Eine Patchworkfamilie, ein Neugeborenes und eine tote Nachbarin: eine Verwicklung und ein Schicksalsschlag, der plötzlich viele Menschen verbindet.

Was uns verbindet: Sandra (Valeria Bruni Tedeschi) kümmert sich um die Kinder der Nachbarn Foto: alamode film

Sie sind Nachbarn und leben in der Mietwohnung nebenan, und Sandra (Valeria Bruni Tedeschi), die vom Alter her fast ihre Mutter sein könnte, kennt sie nicht gut: das junge Paar mit der schwangeren Frau, dazu Elliott, der sechsjährige Sohn. Sandra ist Single, kinderlos glücklich, hier und da ein Mann zu Besuch, aber auf der Suche nach zu fester Bindung ist sie ganz sicher nicht. Sie betreibt eine feministische Buchhandlung in Rennes und raucht wie ein Schlot. Es ist ein gut eingerichtetes Leben mit vielen Büchern. Und dann klingelt es an ihrer Tür.

Es sind die Nachbarn, Fruchtblase geplatzt, keine Freundin erreichbar, ob sie auf Elliott aufpassen kann. Was sie tut, widerstrebend, er bringt ihren Tagesablauf durcheinander. Und dann noch viel mehr. Nachbarin Cécile stirbt bei der Geburt, eine Fruchtwasserembolie, der Witwer Alex (Pio Marmaï) steht noch in der Nacht sprachlos vor ihrer Tür.

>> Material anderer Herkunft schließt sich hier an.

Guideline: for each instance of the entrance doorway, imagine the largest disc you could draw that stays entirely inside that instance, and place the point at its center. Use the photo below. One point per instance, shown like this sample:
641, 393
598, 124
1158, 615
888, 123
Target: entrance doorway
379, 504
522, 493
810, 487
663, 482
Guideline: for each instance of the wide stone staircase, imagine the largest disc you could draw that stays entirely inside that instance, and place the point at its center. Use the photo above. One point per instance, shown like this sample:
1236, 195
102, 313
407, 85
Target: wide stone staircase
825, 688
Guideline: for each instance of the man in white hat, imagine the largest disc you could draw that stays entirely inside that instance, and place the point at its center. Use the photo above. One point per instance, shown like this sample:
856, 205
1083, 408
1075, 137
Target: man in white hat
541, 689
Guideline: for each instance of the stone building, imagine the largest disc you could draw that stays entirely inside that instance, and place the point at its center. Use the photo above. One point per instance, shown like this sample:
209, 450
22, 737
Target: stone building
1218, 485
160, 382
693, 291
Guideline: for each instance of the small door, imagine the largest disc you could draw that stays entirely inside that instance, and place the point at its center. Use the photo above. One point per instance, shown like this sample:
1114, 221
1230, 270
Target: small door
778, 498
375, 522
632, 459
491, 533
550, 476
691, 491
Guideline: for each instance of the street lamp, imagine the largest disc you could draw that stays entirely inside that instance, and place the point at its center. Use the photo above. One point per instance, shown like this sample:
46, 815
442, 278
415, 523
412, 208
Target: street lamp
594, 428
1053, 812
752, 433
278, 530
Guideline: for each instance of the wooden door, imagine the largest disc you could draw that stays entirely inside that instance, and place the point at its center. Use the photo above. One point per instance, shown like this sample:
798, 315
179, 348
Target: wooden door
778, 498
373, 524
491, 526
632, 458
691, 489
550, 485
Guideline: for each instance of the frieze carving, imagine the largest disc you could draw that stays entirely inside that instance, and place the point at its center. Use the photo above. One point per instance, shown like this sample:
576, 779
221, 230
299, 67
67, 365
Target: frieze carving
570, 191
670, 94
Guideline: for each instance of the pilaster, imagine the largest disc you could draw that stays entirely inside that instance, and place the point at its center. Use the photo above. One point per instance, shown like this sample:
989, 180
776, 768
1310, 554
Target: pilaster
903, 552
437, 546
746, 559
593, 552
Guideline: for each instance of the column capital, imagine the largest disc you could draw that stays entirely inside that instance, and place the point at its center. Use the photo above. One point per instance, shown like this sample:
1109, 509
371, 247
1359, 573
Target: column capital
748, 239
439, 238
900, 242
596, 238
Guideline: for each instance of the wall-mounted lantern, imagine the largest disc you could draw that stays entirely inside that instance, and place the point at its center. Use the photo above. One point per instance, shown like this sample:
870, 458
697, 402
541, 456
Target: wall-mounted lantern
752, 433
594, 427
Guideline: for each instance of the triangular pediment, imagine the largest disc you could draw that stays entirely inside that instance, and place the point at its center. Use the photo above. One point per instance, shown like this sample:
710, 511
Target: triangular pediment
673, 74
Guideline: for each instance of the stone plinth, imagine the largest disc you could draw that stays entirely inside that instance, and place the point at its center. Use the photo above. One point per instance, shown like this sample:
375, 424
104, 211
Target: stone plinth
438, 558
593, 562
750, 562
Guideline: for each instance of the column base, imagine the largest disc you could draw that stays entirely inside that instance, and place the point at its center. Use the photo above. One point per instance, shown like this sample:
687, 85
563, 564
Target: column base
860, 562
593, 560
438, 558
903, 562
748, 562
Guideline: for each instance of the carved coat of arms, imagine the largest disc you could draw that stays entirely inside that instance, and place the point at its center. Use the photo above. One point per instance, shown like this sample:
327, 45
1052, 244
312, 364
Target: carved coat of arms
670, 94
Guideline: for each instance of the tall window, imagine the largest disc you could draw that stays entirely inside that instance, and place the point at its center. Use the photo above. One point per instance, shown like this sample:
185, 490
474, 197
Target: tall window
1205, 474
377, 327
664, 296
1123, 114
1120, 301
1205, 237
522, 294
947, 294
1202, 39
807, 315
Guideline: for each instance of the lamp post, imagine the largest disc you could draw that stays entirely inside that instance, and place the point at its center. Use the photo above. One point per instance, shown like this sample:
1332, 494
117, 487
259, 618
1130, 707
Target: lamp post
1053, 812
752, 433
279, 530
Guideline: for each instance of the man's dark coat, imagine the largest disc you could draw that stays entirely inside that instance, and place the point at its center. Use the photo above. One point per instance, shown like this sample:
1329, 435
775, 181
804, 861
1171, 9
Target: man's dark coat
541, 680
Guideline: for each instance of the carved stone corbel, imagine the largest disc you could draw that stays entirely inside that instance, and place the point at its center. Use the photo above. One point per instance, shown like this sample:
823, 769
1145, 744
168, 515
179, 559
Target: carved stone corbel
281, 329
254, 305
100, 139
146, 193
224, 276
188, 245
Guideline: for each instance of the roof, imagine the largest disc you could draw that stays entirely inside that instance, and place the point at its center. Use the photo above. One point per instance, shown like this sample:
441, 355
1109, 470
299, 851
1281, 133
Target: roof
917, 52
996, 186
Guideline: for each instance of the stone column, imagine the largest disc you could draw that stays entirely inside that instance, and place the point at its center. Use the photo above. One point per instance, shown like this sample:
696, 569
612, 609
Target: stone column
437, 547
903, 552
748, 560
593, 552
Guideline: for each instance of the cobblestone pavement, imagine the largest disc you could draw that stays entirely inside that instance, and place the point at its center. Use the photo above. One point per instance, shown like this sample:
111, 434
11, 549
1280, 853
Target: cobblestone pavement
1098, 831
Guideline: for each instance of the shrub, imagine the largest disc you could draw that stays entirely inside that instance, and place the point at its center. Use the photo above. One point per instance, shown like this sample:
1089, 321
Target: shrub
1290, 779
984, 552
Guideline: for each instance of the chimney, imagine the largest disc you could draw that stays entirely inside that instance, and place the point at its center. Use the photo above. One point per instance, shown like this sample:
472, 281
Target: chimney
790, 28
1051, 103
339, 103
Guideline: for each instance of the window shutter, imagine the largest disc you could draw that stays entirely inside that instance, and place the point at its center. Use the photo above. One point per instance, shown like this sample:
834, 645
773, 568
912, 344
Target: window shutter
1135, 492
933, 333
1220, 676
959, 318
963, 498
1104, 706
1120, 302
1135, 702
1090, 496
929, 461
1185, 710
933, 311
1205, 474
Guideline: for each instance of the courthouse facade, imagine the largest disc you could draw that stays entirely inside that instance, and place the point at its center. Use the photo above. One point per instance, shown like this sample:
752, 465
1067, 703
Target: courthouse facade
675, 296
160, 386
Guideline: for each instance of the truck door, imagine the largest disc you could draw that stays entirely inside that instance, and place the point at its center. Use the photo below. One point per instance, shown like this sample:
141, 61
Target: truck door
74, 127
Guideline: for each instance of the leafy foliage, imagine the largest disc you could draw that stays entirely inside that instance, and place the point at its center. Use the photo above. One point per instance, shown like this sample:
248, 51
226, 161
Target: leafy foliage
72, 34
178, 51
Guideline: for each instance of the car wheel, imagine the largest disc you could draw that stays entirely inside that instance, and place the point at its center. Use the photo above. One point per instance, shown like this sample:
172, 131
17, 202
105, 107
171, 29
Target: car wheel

Sie lässt ihn ein und hat nun den Sohn am Hals und den Mann. Der ist, wie sich bald herausstellt, gar nicht der leibliche Vater. Es war eine offenbar ganz glückliche Patchworkkonstruktion, die mit Céciles Tod wieder aufgetrennt zu werden droht.

Denn David, Elliotts Vater, Austernfischersohn von der Küste und recht schräger Vogel (Raphaël Quenard), taucht auf und will den Sohn übernehmen. Der hat sein Herz inzwischen allerdings sehr an Sandra gehängt. Die ihrerseits überrascht ist, dass sie mit dem Kind einiges anfangen kann. Und Alex ist plötzlich auch irgendwas zwischen verstört und verliebt. Als weitere Beteiligte sind die Mutter der verstorbenen Cécile und recht bald eine attraktive rumänienstämmige Ärztin namens Emillia (Vimala Pons) im Spiel. Und natürlich Lucille.

Die DVD

„Was uns verbindet“ (Frankreich 2025, Regie: Carine Tardieu). Die DVD ist im Handel ab rund 10 Euro erhältlich.

Angenehm unstrikter Takt

Das ist die Tochter, bei deren Geburt die Mutter starb. Ihre ersten Wochen, Monate, Jahre geben per Einblendung ihres jeweiligen Alters der Erzählung den angenehm unstrikten Takt. Zugrunde liegt der Roman „L’intimité“ von Alice Ferney. Dessen Titel haben Regisseurin Carine Tardieu und ihre zwei Co-Autorinnen für den Film frei in „L’attachement“ umformuliert. „Was uns verbindet“ ist als Übersetzung nicht schlecht, nimmt man die Konstruktion als offene Frage, auf die der Film versuchsweise Antworten gibt.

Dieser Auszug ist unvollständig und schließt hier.